The intelligent search in digital newspaper archives
Modern magazine and publishing houses often have large databases of publications, which increasingly need to be digitized to be ready for comprehensive research. However, newspapers and magazines that date from before the computer age are often only available in paper format. Scanned and digitized in large-scale projects with a lot of effort this may turn out to be a time-consuming task. Most of the time these projects stop with the mere digitization, leaving the actual information conversion untouched.

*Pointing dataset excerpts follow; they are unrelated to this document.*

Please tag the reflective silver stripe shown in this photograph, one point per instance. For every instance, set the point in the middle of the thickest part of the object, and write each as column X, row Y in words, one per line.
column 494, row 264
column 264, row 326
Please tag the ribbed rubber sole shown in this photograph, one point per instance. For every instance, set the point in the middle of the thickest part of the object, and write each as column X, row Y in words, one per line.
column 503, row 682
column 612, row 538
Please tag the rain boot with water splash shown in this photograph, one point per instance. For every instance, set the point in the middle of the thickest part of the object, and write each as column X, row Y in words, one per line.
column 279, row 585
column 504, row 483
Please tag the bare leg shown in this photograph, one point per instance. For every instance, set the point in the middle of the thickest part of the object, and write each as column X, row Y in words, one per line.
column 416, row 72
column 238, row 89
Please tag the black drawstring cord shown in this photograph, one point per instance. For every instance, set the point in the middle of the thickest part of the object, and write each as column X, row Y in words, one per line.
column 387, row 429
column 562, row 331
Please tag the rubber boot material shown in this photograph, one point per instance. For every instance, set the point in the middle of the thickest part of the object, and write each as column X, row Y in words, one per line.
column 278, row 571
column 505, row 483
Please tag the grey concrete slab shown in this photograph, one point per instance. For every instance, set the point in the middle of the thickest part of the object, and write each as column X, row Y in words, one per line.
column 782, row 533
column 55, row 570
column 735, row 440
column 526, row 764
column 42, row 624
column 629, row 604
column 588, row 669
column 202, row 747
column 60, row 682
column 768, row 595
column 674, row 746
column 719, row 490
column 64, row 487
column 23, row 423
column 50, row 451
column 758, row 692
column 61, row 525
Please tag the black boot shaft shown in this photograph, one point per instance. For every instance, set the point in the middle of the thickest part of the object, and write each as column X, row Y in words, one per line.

Together with the Hessian PPS PREPRESS SYSTEME GmbH, intergator has been adapted to the requirements of a research in newspaper archives and magazines. With the experience from enterprise search projects on the one hand and the know-how from digitization processes on the other, the PPS_Finder was turned into a comprehensive research tool.
The research in detail
As with every research, the central point of access is a plain search form holding the term to be searched for. The results will then be listed neatly, whereas every hit features some META data and a preview image. Since all documents are automatically digitized using OCR technology and transformed into a PDF afterward, the paper is instantly accessible in the built-in reader. The search term will be color-highlighted, easing the location of the finding within he document for the user. The search and its results remain untouched (a new search is not necessary) and can be continued straight away.
With the help of freely configurable built-in facets, results can be narrowed down to meaningful findings. Aside from volumes, sources (e.g. if a newspaper is issued in various local versions), authors etc. even several desks can be filtered for a detailed research. The selected facets can be deactivated with a simple click leaving the search untouched. In addition, the facets can also be used for exclusions – if, for example, you are looking for a term and want to explicitly avoid a year, this can be excluded as an excluding facet. Additional facets, such as filtering according to agency reports or regional editions, are possible in principle.
During indexing each element is added with a annotation. At a later stage – while researching – results can be manually enriched with individual tags. This way, related results can be added to future searches. The tags remain with the search result but also can be removed at any time. This way, more complex topics that require a certain context become easier to research.
Aside from searching through a basic input field, there is also an extended search featuring additional fields to narrow down the results right at the start. These parameters – just like at Google – can also be added to the basic search as special shortcuts. Searching for a certain file type. a date, an author, etc. help to speed up the process for a trained user. So called Boolean operators (AND, OR, NOT, etc.) can be used as well.
Machine learning as a new approach
Using machine learning methods, documents can be enriched for a more efficient search. Instead of simply searching for the appearance of a search term within a document, the data will be “understood” in its context using advanced cognitive search technologies. This is a radical game changer and a new approach. Conventional search heavily relied on densities and appearances of terms. Now, the trained machine autonomously scans the data, recognizes the relevant words and sets them into relation to each other. After a short training, the machine develops a model to decide on its own what the document is about and how to categorize it. The results of it will automatically added to the data, enriching the document with additional content like META data.
Even pictures can be meaningful added to the search with the help of machine learning methods. Until today, images had to tagged manually stating what the picture shows. A trained machine now scans the content without human interference although an initial training is required.
Especially large amounts of data can be categorized, researched and related to each other. Publishing houses with extensive archives and image stocks that in the past only concentrated on digitization but not on the utilization will find a useful researching tool in the PPS_Finder. The development of machine learning methods has gained a lot of traction in the last couple of years and some elements are already built-in into intergator and the PPS_Finder.